Tekanan ini bereaksi langsung pada sistem saraf sensorik. Meningkatnya tekanan jaringan
dan tidak adanya sirkulasi kolateral ini yang dapat mengakibatkan terjadinya nekrosis pulpa.
(Torabinejad, 2009)
Nekrosis pulpa
Nekrosis atau kematian pulpa memiliki penyebab yang bervariasi, pada umumnya
disebabkan oleh iritasi mikroba, mekanis, atau kimia. Karies dentis dan mikroorganisme di
dalam saluran akar merupakan sumber utama iritan mikroba, mula-mula terhadap jaringan
pulpa kemudian terhadap jaringan sekitar akar. Iritan mekanis terhadap jaringan pulpa yang
potensial adalah prosedur operatif, kuretase periodontium yang dalam, tekanan pada
perawatan ortodonsi, dan trauma. Iritasi kimia terhadap pulpa berasal dari berbagai
pembersih dentin, bahan sterilisasi dan desentisisasi, atau sejumlah zat yang terkandung
dalam bahan restorasi atau bahan pelapis kavitas (Walton and Torabinejad, 1996).
Nekrosis pulpa pada dasarnya terjadi diawali karena iritasi mikroba pada jaringan
pulpa. Hal ini bisa terjadi akibat adanya kontak antara jaringan pulpa dengan lingkungan oral,
yaitu terbukanya tubulus dentin dan terbukanya pulpa, hal ini memudahkan infeksi bakteri ke
jaringan pulpa yang menyebabkan radang pada jaringan pulpa. Apabila tidak dilakukan
penanganan, maka inflamasi pada pulpa akan bertambah parah dan dapat terjadi perubahan
sirkulasi darah di dalam pulpa yang pada akhirnya menyebabkan nekrosis pulpa (Soames dan
Southam, 1998).
Nekrosis pulpa yang disebabkan karena iritasi mekanis pada gigi dapat menyebabkan
perubahan sirkulasi darah di dalam pulpa yang pada akhirnya menyebabkan nekrosis pulpa.
Iritasi mekanis atau trauma pada gigi dapat menyebabkan obstruksi pembuluh darah utama
pada apek dan selanjutnya mengakibatkan terjadinya dilatasi pembuluh darah kapiler pada
pulpa. Dilatasi pembuluh darah kapiler pada pulpa ini diikuti dengan degenerasi kapiler dan

kemudian terjadi edema pulpa.

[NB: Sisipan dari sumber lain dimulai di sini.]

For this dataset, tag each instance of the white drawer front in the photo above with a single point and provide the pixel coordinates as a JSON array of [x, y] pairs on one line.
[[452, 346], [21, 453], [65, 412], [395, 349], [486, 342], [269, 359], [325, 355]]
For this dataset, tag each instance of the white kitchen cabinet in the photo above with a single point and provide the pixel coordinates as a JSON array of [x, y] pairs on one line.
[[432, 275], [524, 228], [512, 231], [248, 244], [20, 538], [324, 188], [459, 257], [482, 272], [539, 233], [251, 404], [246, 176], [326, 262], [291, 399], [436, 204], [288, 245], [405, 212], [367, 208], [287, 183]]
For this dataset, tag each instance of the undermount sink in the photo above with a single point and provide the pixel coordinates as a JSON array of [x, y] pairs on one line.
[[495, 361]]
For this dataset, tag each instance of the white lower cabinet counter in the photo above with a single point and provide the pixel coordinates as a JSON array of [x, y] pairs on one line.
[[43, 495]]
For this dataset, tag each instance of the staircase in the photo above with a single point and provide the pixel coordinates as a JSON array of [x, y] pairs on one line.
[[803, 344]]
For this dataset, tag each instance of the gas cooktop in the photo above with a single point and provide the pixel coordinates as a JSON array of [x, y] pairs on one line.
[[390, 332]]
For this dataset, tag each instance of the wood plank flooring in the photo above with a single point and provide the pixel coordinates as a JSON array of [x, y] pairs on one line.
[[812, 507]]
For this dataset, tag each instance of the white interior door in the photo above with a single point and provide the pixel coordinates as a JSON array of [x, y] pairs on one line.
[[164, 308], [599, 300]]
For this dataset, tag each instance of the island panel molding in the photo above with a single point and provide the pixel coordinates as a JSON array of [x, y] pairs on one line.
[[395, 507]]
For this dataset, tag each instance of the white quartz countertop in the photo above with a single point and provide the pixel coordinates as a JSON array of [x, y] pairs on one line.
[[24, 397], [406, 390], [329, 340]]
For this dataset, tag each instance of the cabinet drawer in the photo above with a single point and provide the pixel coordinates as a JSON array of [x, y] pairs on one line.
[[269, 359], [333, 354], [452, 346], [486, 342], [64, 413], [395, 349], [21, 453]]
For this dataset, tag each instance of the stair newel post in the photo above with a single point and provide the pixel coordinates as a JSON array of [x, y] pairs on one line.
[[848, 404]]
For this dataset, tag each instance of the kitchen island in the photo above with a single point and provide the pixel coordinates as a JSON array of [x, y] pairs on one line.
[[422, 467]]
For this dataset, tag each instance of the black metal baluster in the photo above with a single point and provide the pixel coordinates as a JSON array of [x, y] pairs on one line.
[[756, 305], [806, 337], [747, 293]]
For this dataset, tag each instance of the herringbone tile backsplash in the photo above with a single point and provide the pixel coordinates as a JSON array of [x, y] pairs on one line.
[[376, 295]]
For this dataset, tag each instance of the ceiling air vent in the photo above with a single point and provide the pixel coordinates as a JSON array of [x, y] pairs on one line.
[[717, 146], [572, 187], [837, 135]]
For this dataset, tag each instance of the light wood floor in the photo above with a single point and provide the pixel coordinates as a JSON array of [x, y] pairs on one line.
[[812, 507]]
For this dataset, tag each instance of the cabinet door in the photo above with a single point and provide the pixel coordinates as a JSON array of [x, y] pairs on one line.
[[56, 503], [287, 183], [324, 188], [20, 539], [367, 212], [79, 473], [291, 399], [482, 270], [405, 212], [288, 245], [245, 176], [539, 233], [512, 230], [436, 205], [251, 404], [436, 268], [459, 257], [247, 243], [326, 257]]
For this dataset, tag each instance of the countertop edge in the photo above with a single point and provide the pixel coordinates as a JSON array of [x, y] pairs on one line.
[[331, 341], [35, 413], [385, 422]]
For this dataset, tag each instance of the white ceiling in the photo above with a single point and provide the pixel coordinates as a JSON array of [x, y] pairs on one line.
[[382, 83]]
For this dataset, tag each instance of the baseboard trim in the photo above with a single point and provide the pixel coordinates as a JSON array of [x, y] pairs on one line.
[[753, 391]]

Karena kekurangan sirkulasi kolateral pada pulpa, maka dapat
terjadi iskemia infark sebagian atau total pada pulpa dan menyebabkan respon pulpa terhadap
inflamasi rendah. Hal ini memungkinkan bakteri untuk penetrasi sampai ke pembuluh darah
kecil pada apeks (Shafer et al., 1963).
Cedera pulpa yang disebabkan oleh sebab-sebab yang telah disebutkan di atas dapat
mengakibatkan kematian sel, dan menyebabkan inflamasi. Derajat inflamasinya proporsional
dengan intensitas dan keparahan kerusakan jaringannya. Cedera ringan, misalnya karies
insipien atau preparasi kavitas yang dangkal, hanya menimbulkan inflamasi sedikit saja atau
bahkan tidak sama sekali. Sebaliknya, karies dalam, prosedur operatif yang luas, atau iritasi
yang terus menerus pada umumnya akan menimbulkan kelainan inflamasi yang lebih parah.

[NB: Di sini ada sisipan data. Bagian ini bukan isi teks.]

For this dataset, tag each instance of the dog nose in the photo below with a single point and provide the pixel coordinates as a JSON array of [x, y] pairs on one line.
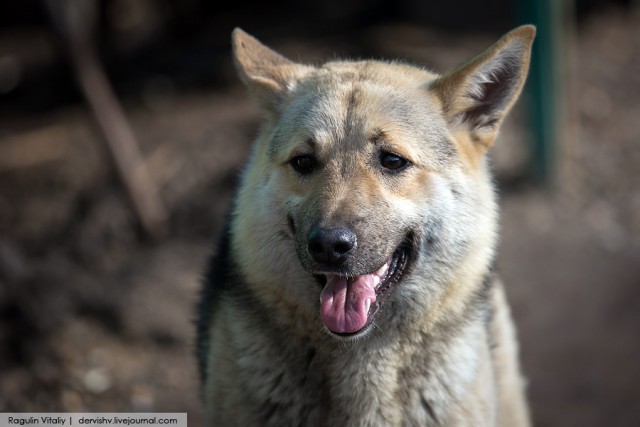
[[330, 246]]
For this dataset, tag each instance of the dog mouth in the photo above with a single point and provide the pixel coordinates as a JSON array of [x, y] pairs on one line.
[[349, 304]]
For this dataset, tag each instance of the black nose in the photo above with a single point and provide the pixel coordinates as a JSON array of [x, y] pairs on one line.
[[330, 246]]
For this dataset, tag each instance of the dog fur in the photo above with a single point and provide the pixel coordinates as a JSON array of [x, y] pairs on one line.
[[390, 160]]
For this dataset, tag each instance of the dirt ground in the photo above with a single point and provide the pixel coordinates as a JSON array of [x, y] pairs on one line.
[[95, 318]]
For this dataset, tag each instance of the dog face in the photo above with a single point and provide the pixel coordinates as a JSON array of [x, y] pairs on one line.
[[368, 186]]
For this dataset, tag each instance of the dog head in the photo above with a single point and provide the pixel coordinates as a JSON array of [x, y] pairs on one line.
[[368, 184]]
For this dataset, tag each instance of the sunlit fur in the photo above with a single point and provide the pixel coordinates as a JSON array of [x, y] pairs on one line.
[[442, 349]]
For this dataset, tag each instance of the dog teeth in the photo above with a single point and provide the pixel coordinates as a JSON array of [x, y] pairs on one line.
[[382, 271]]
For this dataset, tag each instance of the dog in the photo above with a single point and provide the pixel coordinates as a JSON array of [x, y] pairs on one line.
[[353, 284]]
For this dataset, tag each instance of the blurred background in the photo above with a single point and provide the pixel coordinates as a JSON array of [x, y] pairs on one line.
[[123, 130]]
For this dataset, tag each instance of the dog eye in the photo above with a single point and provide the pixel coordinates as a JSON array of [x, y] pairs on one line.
[[303, 164], [392, 161]]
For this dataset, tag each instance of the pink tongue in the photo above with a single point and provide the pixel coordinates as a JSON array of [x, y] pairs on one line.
[[343, 303]]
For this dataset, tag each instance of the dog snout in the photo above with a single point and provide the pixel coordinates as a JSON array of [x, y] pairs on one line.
[[330, 246]]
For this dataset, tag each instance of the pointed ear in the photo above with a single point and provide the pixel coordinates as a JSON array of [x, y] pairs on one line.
[[268, 75], [480, 93]]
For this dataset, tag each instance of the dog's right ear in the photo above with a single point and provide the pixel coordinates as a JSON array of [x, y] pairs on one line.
[[268, 75]]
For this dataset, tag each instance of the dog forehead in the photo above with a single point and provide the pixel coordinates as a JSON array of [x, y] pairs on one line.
[[355, 101]]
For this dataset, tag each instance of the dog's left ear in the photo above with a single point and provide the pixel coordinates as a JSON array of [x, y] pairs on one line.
[[479, 94]]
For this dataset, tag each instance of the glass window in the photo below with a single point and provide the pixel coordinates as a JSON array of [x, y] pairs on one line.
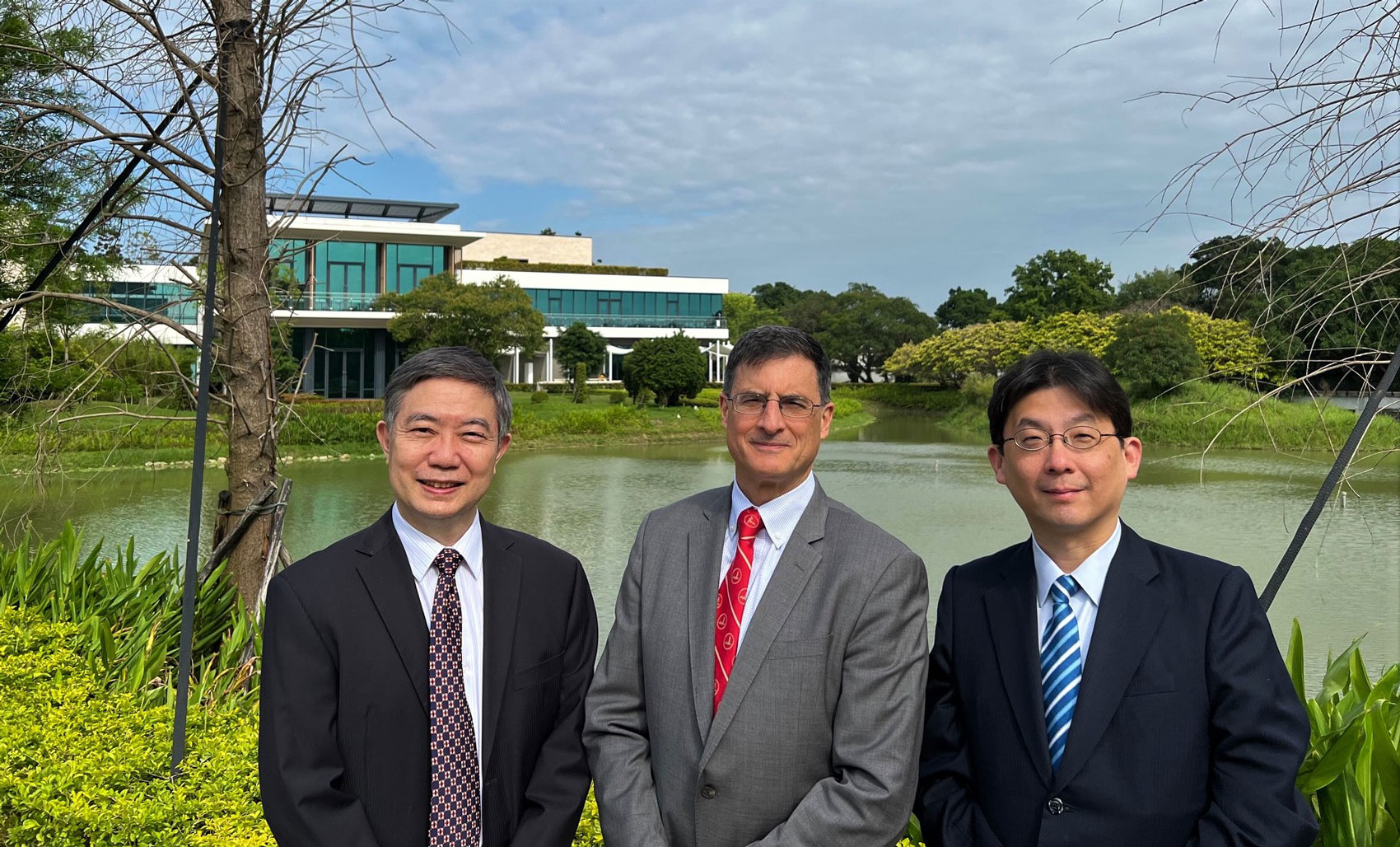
[[292, 258], [406, 264], [346, 274]]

Bergantung kepada keparahan dan durasi gangguan dan kemampuan pejamu untuk
menangkalnya, respon pulpa berkisar antara inflamasi sementara (pulpitis reversibel) sampai
pada pulpitis yang irreversibel dan kemudian menjadi nekrosis total (Walton and Torabinejad,
1996).
Patogenesis pulpa dapat dijelaskan sebagai berikut, cedera pulpa mengakibatkan
kerusakan sel dan kematian sel yang diikuti dengan pelepasan mediator inflamasi nonspesifik
seperti histamin, bradikinin, dan metabolit asam arakidonat. Selain itu dikeluarkan juga
produkproduk granula lisosom polimorfonuklear (elastase, katepsin G, dan laktoferin),
inhibitor protease misalnya antitripsin, dan neuropeptida misalnya peptide calcitonin
generelated (CGRP) dan substansi P (SP) (Torabinejad, 1994; Rauschensenberger et al.,
1991;Mc Clanahan et al., 1991;Byers et al., 1990).

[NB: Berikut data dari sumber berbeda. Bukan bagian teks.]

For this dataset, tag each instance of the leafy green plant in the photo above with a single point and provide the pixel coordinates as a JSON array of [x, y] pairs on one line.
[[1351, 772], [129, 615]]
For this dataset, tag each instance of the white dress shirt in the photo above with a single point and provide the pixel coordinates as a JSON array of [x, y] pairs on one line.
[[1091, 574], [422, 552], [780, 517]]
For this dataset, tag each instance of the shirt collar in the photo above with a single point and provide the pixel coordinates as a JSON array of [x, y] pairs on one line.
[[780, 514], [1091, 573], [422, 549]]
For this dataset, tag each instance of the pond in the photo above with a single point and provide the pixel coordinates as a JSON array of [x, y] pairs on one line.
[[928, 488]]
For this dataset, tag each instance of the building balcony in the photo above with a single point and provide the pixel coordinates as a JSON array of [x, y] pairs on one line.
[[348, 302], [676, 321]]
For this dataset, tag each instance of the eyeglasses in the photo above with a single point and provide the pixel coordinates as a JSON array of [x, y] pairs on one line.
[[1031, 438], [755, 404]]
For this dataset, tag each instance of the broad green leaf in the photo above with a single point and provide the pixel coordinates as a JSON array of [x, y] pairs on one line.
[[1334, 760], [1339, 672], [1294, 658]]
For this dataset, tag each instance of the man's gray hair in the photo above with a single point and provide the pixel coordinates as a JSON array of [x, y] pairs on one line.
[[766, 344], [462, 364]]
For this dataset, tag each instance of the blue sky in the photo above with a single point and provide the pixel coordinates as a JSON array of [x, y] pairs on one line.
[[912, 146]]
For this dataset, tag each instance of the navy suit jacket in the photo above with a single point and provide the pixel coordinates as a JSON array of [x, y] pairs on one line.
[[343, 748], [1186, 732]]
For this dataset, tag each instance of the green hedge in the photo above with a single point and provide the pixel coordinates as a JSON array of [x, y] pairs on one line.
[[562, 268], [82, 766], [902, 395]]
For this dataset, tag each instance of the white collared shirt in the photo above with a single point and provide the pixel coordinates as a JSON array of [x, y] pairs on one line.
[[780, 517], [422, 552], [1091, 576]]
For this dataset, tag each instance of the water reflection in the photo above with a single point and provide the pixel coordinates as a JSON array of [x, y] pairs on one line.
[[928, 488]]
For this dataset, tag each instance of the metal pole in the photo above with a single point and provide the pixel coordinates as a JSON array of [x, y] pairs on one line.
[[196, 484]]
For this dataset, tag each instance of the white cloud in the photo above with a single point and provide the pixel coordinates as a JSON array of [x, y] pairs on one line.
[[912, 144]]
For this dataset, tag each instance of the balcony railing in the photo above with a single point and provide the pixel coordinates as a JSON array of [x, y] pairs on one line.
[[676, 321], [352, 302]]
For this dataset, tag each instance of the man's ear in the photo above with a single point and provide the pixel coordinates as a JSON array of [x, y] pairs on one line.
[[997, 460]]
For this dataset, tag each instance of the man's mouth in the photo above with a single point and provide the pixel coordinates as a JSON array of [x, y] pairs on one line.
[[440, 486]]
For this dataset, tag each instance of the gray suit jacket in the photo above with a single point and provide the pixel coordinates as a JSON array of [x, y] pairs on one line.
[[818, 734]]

Selain reaksi inflamasi nonspesifik, respon imunologis juga mungkin akan mengawali
dan memperberat penyakit pulpa (Torabinejad, 1994). Antigen yang potensial adalah bakteri
dan produk-produk sampingannya di dalam karies dentis, yang secara langsung (atau melalui
tubulus) dapat memicu berbagai reaksi yang berbeda. Di dalam pulpa normal dan
terinflamasi, dapat dijumpai adanya limfosit B, sel-sel plasma, antibodi dan limfosit T (Hanh
and Falkler, 1992). Keberadaan antigen yang potensial di dalam karies dan terdapatnya sel
yang berkemampuan imunologis seperti leukosit PMN, makrofag, limfosit, sel plasma, dan
sel mast dalam pulpa yang terinflamasi menunjukkkan bahwa mediator dari reaksi
imunologis ikut berpartisipasi dalam mengatur pathogenesis nekrosis pulpa.
Cedera ringan pada pulpa mungkin tidak akan menyebabkan perubahan yang nyata.
Akan tetapi cedera moderat dan parah akan menyebabkan pelepasan mediator inflamasi.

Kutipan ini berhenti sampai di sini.